ひでG

逢びきのひでGのレビュー・感想・評価

逢びき(1945年製作の映画)
4.2
映画の教科書!

子どもの頃に、確か、日曜洋画劇場?で
観た記憶がある、

と言うか、ラスト、深い愛情を示す夫の
言葉は、ずっと覚えていた。

妻が別の男性に恋をして、
戻ってきた時に
こんな言葉を発せられるとは、、

と、感動したことを今でもはっきり覚えている、

子どもの頃、こんな大人の映画を観ていたとは、我ながら、、すごいガキ?😃


さて、半世紀?近く経って再見した本作、

こんなに見事な作品とは思わなかった!

中年カップルの数週間の恋のお話、

しかも、65年も前の90分弱の一見ありきたりな作品。

でも、この中には、

「映画とは何か。」

「どんな表現方法がより映画的であるのか!」という原点が詰まっている!


まずは、ファーストシーンとラスト(厳密にはラストではないけど)が同一場面。

これは、今でこそ、当たり前に作られている手法だけれど、

同じシーンでも、観客が、

物語を、登場人物を深く知った終盤では
全く違った場面になるという手法。

ある人物の登場が、
今、まさに別れの時を向かえる二人にとって、何と邪魔な存在になっているかを、
観客も二人と一緒に感じることができるのだ。


恋愛映画の大切な要素の一つである、
「愛する二人とその周りの人々の関係性」

この映画は、駅の待合い喫茶店の人々のおしゃべりをそのまま映し出している。

愛する二人の目には、耳には、全く意味のない、入ってこないもの。

二人が愛すれば愛するほど、外の世界は、後退していく。

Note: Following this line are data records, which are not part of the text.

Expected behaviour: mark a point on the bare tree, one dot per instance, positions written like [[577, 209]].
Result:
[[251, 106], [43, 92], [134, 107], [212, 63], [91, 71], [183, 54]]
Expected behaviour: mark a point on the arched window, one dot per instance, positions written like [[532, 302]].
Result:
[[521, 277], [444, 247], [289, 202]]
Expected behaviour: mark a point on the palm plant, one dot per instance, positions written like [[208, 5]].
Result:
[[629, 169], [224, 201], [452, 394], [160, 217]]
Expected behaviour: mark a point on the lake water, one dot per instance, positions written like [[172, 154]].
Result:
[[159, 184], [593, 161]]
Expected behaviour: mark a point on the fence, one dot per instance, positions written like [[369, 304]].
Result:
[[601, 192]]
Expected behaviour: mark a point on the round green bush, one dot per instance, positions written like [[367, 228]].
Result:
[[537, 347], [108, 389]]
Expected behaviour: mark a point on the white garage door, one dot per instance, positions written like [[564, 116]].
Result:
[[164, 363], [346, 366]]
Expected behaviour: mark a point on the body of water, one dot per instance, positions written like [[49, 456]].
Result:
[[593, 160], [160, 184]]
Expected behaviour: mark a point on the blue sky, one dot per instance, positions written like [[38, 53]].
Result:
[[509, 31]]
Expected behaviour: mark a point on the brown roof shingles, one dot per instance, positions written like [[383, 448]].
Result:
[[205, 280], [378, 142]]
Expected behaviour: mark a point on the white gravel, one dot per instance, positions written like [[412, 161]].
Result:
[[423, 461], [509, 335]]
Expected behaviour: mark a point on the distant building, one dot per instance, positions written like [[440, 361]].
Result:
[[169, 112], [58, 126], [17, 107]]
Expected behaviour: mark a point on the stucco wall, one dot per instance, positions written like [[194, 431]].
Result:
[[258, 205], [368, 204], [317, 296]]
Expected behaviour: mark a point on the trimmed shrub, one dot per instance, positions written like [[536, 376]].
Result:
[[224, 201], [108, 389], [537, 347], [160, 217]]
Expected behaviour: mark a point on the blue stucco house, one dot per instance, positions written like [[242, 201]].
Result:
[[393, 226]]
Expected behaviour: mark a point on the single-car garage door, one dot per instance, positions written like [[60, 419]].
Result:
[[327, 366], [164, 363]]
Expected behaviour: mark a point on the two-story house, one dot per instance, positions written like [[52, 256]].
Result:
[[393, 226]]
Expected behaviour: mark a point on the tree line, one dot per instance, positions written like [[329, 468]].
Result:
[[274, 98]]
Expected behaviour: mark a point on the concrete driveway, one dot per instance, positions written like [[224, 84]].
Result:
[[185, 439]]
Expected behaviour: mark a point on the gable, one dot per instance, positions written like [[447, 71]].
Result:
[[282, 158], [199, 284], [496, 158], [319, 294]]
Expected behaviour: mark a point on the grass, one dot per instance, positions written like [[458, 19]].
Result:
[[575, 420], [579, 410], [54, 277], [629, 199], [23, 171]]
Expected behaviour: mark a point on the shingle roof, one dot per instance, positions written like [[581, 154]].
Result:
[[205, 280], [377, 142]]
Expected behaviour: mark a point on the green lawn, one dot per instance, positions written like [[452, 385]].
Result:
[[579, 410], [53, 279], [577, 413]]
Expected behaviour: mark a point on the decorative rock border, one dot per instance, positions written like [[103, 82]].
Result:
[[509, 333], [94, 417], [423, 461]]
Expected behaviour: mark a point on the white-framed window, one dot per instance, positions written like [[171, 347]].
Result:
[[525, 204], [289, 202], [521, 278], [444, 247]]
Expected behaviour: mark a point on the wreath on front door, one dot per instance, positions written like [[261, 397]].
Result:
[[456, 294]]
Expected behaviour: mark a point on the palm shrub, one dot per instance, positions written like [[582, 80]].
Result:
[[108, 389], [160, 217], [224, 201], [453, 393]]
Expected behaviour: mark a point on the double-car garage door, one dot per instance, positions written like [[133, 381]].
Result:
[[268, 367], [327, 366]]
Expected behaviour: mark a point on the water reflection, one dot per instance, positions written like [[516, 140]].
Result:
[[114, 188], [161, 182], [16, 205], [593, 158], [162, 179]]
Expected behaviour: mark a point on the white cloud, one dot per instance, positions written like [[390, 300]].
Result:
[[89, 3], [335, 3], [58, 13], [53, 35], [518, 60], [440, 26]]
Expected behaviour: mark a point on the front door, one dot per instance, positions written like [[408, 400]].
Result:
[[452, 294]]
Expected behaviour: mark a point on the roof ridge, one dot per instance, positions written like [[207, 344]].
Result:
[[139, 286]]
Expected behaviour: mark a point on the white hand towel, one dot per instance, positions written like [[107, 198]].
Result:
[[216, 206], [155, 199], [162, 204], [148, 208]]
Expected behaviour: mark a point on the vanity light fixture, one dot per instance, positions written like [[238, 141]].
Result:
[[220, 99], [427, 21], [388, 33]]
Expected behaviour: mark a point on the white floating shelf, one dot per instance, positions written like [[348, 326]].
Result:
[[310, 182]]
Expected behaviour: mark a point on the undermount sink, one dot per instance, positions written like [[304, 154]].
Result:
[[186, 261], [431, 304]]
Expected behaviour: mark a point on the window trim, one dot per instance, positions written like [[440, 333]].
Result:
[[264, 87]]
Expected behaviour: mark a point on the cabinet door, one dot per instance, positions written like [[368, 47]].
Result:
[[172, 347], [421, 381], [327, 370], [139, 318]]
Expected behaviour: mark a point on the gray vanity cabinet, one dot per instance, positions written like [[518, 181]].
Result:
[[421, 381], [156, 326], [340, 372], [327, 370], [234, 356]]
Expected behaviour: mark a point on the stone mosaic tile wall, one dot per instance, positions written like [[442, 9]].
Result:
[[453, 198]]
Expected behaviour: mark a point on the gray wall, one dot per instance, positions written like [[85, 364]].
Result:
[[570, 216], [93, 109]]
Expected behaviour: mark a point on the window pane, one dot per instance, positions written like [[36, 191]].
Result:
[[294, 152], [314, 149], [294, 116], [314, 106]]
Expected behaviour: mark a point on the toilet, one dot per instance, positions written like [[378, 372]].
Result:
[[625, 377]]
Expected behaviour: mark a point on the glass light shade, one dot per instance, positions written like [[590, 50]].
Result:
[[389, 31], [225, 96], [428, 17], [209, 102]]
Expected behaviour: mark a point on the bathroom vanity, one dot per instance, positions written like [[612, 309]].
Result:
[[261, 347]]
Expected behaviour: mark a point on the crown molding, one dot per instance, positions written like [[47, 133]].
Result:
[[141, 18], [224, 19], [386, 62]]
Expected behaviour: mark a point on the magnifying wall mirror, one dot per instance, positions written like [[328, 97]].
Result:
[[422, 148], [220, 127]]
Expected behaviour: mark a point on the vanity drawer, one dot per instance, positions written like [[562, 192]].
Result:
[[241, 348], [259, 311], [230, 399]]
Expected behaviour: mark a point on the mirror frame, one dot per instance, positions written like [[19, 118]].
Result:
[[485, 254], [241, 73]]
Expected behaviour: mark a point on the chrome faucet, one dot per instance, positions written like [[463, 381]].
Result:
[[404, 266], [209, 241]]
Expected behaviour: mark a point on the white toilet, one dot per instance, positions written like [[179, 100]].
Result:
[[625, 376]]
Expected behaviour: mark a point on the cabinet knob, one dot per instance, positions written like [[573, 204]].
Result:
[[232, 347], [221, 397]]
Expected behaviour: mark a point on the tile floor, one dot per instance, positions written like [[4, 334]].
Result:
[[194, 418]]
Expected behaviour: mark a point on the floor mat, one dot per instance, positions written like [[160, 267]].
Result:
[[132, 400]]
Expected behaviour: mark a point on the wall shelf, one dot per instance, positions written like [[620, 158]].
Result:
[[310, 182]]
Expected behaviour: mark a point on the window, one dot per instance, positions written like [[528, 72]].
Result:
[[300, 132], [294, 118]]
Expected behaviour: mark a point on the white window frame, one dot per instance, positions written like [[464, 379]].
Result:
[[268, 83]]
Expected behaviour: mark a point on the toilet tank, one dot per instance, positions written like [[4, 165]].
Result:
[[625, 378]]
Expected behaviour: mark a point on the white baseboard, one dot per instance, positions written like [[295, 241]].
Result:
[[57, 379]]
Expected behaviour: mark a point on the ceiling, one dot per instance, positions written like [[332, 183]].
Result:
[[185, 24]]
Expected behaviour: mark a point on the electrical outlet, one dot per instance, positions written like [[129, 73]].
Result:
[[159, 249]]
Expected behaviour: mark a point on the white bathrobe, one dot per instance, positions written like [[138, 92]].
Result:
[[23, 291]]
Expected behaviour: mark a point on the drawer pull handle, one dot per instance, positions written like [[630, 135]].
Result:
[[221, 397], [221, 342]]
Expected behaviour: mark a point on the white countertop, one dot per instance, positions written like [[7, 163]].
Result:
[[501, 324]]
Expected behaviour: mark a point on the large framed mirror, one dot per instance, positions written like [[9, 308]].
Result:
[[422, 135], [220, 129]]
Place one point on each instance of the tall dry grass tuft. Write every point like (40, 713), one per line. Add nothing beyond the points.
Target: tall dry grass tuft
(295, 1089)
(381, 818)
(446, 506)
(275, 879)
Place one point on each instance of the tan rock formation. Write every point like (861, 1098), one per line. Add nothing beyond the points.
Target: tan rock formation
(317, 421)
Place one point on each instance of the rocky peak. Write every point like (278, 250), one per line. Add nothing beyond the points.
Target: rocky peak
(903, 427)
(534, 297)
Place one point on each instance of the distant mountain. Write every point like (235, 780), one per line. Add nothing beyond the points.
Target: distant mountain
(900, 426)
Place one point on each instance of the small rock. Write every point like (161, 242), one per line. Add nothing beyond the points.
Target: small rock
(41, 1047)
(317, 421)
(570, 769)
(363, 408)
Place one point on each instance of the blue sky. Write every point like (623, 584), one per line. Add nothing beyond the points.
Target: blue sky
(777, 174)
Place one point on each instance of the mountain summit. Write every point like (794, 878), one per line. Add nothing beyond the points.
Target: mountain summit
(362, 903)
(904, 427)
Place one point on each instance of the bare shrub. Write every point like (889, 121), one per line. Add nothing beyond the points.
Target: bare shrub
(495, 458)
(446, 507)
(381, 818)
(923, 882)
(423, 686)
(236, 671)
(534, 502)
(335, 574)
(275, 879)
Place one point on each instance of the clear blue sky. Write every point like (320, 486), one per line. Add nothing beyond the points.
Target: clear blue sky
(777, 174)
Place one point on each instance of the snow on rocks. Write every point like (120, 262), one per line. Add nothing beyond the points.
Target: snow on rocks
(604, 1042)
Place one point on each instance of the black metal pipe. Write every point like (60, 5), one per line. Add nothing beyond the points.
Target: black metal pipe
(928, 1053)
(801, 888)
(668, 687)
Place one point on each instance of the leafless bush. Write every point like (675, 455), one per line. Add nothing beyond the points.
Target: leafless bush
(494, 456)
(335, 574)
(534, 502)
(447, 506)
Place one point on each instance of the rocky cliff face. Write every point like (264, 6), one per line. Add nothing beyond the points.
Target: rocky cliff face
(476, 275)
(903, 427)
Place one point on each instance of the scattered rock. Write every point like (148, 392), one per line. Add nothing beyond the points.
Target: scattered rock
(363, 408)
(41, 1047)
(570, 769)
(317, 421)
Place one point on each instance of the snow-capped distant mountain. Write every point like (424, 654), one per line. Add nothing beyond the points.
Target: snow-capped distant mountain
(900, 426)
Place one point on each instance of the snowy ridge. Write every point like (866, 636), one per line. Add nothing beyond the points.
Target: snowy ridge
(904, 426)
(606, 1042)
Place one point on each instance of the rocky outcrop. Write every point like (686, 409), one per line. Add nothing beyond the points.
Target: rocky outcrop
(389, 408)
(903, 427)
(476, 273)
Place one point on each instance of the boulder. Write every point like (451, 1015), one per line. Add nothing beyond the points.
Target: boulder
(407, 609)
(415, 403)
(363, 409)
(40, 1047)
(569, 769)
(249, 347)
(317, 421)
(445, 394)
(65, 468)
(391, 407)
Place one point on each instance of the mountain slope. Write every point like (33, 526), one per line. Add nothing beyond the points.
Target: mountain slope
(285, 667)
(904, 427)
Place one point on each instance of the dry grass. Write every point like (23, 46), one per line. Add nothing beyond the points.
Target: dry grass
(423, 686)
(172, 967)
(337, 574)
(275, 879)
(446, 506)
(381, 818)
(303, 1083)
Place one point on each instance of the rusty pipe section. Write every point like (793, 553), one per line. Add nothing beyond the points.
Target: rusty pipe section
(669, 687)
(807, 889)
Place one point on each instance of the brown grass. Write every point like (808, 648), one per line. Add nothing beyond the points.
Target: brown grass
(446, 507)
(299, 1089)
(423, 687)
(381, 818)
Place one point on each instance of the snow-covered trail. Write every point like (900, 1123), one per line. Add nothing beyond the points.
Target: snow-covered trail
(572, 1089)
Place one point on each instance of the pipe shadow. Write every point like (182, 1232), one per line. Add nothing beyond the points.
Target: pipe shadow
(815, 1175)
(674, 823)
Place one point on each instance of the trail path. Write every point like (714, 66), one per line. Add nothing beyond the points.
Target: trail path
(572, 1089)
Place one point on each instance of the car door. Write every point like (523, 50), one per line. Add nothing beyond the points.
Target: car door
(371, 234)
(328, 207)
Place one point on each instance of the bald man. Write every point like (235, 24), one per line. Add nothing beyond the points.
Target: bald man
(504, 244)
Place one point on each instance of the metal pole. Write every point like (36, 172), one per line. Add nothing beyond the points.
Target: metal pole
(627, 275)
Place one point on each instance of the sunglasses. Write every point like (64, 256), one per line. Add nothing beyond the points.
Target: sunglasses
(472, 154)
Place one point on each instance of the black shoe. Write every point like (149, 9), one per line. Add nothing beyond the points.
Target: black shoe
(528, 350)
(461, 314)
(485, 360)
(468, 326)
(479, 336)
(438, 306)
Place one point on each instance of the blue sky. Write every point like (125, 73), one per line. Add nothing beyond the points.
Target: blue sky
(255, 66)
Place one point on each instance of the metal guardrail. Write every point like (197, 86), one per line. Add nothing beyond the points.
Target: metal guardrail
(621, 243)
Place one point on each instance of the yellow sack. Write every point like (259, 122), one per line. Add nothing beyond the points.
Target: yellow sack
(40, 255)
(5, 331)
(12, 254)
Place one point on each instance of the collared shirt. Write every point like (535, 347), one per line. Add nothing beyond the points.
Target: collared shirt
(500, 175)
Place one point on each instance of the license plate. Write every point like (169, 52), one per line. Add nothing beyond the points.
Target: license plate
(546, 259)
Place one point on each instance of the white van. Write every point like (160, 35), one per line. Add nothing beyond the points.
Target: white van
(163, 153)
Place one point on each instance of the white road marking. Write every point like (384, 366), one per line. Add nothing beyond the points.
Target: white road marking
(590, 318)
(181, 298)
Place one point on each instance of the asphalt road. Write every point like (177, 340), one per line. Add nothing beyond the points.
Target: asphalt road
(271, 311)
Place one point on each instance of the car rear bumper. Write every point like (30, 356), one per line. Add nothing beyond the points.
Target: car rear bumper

外の世界を見せることで
二人の接近度を表しているのだ。

駅での光と影の演出。
出会いのきっかけだった、汽車の煙、
列車の発車音や進んでいく汽車のアップ

全ての描写が二人の微妙な心の揺れや決断を表したいる。

二人が初めて本格的に自分のことを話す時、
真剣に自分のことを話す医師とそれをじっと聴く奥さん

その瞬間に、一気にお互いへの愛が高まる場面も見事だ!

「恋が生まれた瞬間」を捉えたシーンとしては、
「ララランド」と並び、映画史上に残る名シーンだと思う。


映画をあらすじだけで観ている人には分からない、深い味わいのある名作です!